Additional clothing was available for Furskins, as were playsets, for collectors to own. Playsets included the Moody Hollow Express and Moody Hollow General Store.

==Furskins Bear character names==
Each Furskin hailed from Moody Hollow and had a unique look to match the character's story. Some popular Furskins characters were:

- Selma Jean Furskin—the Possum Queen of Moody Hollow has a ribbon attached crown, sash, pants and shoes.
- Hattie Furskin—"the pie baker of Moody Hollow" Peach multi colored dress with blue ribbon.
- Dudley Furskin—"the general store manager" striped overalls and scarf.
- Cecelia Furskin—middle sized red fur, red and white plaid shirt with lace. Denim dress and cowboy hat.

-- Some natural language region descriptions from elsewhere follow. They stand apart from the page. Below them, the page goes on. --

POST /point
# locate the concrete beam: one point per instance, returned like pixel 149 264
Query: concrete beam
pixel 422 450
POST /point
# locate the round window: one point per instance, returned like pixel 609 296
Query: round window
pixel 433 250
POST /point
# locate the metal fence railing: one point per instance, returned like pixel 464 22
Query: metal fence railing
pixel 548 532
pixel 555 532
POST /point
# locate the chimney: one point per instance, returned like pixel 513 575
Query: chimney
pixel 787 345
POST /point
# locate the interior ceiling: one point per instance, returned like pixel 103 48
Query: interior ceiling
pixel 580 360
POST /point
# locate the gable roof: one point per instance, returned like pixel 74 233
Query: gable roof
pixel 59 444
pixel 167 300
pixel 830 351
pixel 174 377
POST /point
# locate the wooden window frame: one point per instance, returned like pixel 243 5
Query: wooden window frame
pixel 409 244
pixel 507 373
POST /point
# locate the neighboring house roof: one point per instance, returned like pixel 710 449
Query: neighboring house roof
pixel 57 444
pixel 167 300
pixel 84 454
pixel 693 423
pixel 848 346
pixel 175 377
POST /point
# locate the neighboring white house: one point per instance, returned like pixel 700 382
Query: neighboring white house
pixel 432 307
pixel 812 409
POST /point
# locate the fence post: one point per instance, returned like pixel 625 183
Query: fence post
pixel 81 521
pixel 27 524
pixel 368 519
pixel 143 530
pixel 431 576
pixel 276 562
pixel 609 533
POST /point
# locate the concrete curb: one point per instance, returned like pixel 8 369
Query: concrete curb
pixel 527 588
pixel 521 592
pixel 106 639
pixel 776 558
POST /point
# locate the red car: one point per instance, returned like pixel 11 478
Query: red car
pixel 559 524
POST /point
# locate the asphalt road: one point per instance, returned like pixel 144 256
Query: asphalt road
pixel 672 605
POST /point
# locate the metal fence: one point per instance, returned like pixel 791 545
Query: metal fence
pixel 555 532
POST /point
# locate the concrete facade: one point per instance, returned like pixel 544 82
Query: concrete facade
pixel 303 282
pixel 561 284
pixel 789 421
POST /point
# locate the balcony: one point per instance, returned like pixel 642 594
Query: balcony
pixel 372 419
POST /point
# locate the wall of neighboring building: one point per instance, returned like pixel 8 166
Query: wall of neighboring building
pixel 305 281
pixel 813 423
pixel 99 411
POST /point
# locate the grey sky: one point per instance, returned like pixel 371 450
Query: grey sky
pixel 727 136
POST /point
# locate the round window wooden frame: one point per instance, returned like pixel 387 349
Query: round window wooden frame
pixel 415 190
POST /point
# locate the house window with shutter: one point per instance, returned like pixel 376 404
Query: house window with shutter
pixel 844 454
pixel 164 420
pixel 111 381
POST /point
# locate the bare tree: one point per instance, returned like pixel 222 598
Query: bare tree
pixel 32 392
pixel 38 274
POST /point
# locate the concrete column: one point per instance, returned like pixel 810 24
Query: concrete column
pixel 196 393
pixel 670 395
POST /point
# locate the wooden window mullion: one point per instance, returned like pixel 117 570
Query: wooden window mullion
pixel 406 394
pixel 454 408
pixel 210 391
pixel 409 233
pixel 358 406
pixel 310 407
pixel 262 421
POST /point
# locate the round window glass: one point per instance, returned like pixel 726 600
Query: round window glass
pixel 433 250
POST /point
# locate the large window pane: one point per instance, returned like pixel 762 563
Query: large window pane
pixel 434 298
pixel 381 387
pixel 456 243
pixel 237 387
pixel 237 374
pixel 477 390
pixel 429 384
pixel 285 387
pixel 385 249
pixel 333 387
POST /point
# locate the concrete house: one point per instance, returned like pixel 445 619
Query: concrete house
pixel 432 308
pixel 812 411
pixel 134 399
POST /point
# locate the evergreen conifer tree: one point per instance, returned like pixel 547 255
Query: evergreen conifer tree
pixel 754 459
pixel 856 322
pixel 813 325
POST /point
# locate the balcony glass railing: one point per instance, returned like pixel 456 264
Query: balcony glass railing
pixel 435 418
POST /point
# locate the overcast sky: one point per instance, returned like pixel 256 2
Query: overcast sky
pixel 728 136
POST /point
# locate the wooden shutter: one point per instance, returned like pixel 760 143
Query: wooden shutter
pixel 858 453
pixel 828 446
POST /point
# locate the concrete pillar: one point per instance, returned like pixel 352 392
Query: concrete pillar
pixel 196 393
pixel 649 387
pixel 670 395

- Fannie Fay Furskin—"School Marm" pale pink print dress, solid pale pink pinafore, dark pink stretch stockings.
- Boon Furskin—"the sweet-toothed beekeeper" straw hat, bug net, bees, flannel shirt and khakis.

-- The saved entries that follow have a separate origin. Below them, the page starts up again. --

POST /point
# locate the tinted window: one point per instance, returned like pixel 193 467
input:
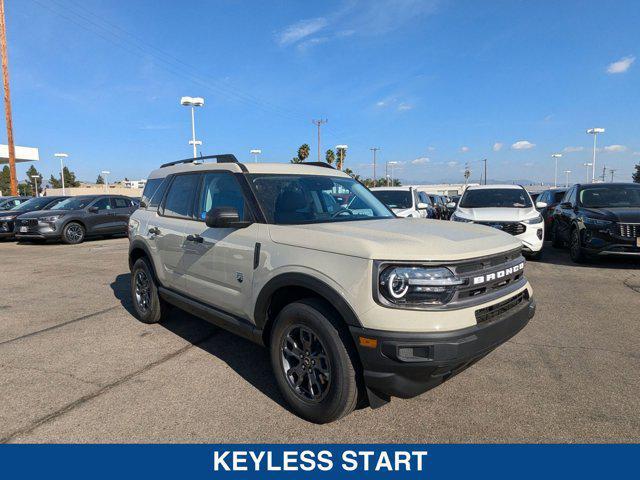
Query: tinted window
pixel 495 198
pixel 103 204
pixel 221 190
pixel 119 202
pixel 394 198
pixel 179 201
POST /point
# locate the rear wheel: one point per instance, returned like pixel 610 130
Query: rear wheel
pixel 73 233
pixel 314 362
pixel 144 293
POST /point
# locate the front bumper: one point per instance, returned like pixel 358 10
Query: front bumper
pixel 407 364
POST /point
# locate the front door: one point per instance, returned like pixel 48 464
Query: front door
pixel 218 263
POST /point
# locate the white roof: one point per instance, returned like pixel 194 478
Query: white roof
pixel 23 154
pixel 484 187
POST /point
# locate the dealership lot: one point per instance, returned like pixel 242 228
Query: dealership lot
pixel 76 366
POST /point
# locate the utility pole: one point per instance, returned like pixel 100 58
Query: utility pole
pixel 374 150
pixel 318 123
pixel 7 101
pixel 485 170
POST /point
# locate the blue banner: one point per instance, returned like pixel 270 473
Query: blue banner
pixel 411 461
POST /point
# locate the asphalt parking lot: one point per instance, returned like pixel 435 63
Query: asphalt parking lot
pixel 76 365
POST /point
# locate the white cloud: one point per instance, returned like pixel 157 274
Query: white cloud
pixel 615 148
pixel 299 30
pixel 572 149
pixel 522 145
pixel 420 161
pixel 621 65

- J. Livingston Clayton Furskin—middle sized - tracker explorer Scout - Camo and hunting cap.
- Persimmon Furskin—middle sized baker's assistant. Light blue dress flowers apron with two pockets and headband.
- Bubba Furskin—middle sized best tater farmer (sweet) east of Idaho. Blue overalls, red long johns and bandanna.
- Hank "Spitball" Furskin—middle sized, baseball hat, red.
- Baby Thistle Furskin—middle sized, diapers.
- Junie Mae Furskin—middle sized square dancer in blue polka dot dress, lace slip and yellow ribbon.
- Farrell Furskin -- "the Moody Hollow Postmaster" hat, flannel shirt and "trademark bowtie".
- Humphrey Furskin—blue (or other colored) tee-shirt.
- CeCe Furskin
- Debonaire Bear
- Jam Furskin
- Wizards
- Coleco 1st 8 issue: Orville T (aviator) Jedgar (sheriff) Selma Jean (possum queen) Fannie Faye (school marm) Boone (bee keeper) Farrell (postmaster) Dudley Furskin (store manager) Hattie (baker)
- Coleco 2nd 8 issue: Bubba (potato farmer) Cecelia (handywoman) Hank “Spitball” (baseball player) June Mae (squaredancer) Lila Claire Persimmon (baker’s assistant) J Livingstone Clayton “Scout” (scout) Thistle (the baby)
- Wendy’s Furskins Bears: Farrell, Hattie, Boone, Dudley
- Panosh Place Furskins: Dudley, Boone, Farrell, Hattie, Bubba, Cece, Lila Claire, Thistle, Persimmon, Hank Spitball, Jedgar, Junie Mae, Scout, Orville T., Selma Jean
- Hide and Seek Furskins (Baby Furskins): Molasses, Jam, Flour, Sugar, Candy, Honey

==Collectability==
Xavier Roberts's Furskins vary in collector value depending on condition and desirability.